St. Paul's Ephesus: Texts and Archaeology
By Jerome Murphy-O'Connor
). xxi + 289
Reviewed by Dr. Dennis Swanson
20.2 (Fall 2009) : 277-278
For over 40 years Jerome Murphy-O’Connor has been Professor of New Testament at the École Biblique in Jerusalem and one of the best-known authorities on the historical backgrounds of Bible, particularly the main cities. His archaeological survey, The Holy Land (Oxford, 1998), is perhaps the best work of its kind currently in print.
The current work follows the line of his St. Paul’s Corinth (Liturgical, 2002). He examines the writings of 26 ancient writers (which he divides into Historians and Poets/Novelists) and in the second section of the book into a “Quick Visit to Ephesus” and “A Walk with Paul through Ephesus” (183-97). The last part of the book is an examination o f Paul’s ministry in Ephesus.
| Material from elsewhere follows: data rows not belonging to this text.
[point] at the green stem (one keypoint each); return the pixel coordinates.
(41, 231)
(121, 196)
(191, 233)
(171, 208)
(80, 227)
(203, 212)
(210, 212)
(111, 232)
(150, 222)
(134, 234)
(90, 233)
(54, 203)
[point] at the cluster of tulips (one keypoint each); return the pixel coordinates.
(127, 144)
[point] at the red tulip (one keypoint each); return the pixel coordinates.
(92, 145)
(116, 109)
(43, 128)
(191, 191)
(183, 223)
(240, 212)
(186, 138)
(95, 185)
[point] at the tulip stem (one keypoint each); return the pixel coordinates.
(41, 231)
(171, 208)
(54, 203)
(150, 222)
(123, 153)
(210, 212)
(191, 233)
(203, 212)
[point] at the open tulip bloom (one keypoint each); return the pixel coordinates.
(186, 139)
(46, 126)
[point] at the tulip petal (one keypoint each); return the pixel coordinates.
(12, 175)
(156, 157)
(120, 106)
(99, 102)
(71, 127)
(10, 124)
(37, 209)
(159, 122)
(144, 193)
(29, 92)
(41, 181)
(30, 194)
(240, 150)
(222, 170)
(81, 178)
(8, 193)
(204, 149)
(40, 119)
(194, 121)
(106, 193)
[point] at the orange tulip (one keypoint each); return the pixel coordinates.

The importance of the Ephesus in the NT era can hardly be overstated. After Rome and Alexandria it was called “the third city of the empire”; Caesar Augustus called the city the “First and Greatest Metropolis of Asia.” All the mile markers of the Roman roads in the area all were measured in relation to Ephesus. The significance of Ephesus in NT studies is evident. The city served as Paul’s base of operations for over two years; one of his letters is addressed to the Ephesian church, the first of the seven churches addressed in Revelation 2–3; and into the Patristic era it was the site of the Third Ecumenical Council in A.D. 431. Besides Paul, the apostle John and Timothy had connections with the city.
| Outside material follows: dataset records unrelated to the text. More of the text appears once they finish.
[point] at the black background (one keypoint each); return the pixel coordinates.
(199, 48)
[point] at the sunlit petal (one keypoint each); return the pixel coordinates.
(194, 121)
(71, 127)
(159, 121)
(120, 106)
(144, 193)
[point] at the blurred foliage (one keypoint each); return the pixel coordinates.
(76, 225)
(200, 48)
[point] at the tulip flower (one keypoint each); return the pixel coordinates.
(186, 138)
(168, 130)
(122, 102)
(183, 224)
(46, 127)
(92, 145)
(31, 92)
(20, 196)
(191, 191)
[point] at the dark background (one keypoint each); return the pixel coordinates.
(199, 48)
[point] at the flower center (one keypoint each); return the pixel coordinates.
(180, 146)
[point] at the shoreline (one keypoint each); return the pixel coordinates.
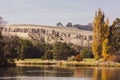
(66, 63)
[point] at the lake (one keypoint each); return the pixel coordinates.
(60, 73)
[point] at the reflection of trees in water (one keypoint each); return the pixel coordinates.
(84, 72)
(106, 74)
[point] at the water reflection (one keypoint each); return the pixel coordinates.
(106, 73)
(82, 73)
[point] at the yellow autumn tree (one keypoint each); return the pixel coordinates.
(100, 32)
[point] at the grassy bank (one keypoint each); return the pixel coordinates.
(85, 62)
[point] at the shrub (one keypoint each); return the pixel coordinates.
(78, 58)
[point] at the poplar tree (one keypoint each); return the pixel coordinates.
(100, 31)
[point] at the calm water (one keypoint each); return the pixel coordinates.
(59, 73)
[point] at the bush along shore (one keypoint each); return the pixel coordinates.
(85, 63)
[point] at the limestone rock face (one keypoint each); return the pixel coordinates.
(50, 34)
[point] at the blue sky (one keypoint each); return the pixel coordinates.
(49, 12)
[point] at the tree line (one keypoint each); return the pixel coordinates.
(106, 38)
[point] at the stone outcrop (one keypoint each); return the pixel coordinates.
(49, 34)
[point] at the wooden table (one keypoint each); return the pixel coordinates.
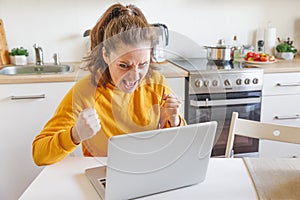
(226, 179)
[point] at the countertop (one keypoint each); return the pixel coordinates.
(169, 70)
(282, 66)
Murphy-O’Connor presents the works of ancient writers who comment on all aspects of life in Ephesus, from Strabo and his geographic insights to Vitruvius’ description of the architecture (especially of the Temple to Artemis) to Philostratus’ descriptions of daily life in the city. His interweaving of comments with quotations from these Classical writers is excellent, and the text is exceptionally readable and detailed in its presentation of factual information. The book is not rich in illustrations, but its maps and diagrams are excellent and helpful.
It culminates in the author’s reconstruction of the life of Paul in relation to Ephesus. He details his visits and extended ministry there as recorded in Acts 19. He is perhaps overly speculative at times (e.g., his idea of Timothy’s reaction to Paul’s rebuke of his opponents in Corinth, 238-39), but the section brings to life Paul’s activities in Ephesus.
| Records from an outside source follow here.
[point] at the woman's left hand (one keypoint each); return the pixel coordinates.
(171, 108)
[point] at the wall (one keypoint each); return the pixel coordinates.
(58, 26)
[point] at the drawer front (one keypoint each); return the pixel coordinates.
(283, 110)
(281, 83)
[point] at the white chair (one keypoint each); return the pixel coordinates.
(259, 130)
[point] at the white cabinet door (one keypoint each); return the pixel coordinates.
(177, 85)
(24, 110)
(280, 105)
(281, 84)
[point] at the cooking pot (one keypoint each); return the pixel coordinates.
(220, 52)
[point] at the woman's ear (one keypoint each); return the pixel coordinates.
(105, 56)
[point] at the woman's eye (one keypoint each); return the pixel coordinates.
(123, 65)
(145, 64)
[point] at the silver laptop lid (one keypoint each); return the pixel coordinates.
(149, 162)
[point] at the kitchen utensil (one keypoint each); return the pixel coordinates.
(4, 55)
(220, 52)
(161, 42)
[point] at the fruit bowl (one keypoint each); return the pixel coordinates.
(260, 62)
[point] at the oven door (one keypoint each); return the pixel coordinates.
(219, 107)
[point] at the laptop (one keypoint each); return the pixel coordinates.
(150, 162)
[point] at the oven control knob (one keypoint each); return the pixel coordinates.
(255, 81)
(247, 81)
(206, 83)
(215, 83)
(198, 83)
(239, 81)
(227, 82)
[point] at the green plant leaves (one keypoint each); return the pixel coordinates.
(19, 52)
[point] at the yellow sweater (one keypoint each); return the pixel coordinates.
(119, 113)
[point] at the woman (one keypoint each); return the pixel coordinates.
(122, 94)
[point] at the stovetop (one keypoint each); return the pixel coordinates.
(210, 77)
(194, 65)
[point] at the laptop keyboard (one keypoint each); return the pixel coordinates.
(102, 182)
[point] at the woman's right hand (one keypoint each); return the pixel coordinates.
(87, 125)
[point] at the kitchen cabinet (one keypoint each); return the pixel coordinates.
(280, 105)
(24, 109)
The author’s intention was obviously to center on the relation of Ephesus to Paul, but it is odd that he does not mention Rev 2:1-6 or attempt to bring some of his enormous background material to bear on the passage. However, this is a small fault in an otherwise thorough work.
This is the real must-have work for the student of the NT. The amount of material collected and made available (particularly the Classical literature) is invaluable. For anyone preaching through the Book of Ephesians, the Book of Acts, or the life of Paul, this volume will be a resource of exceptional value.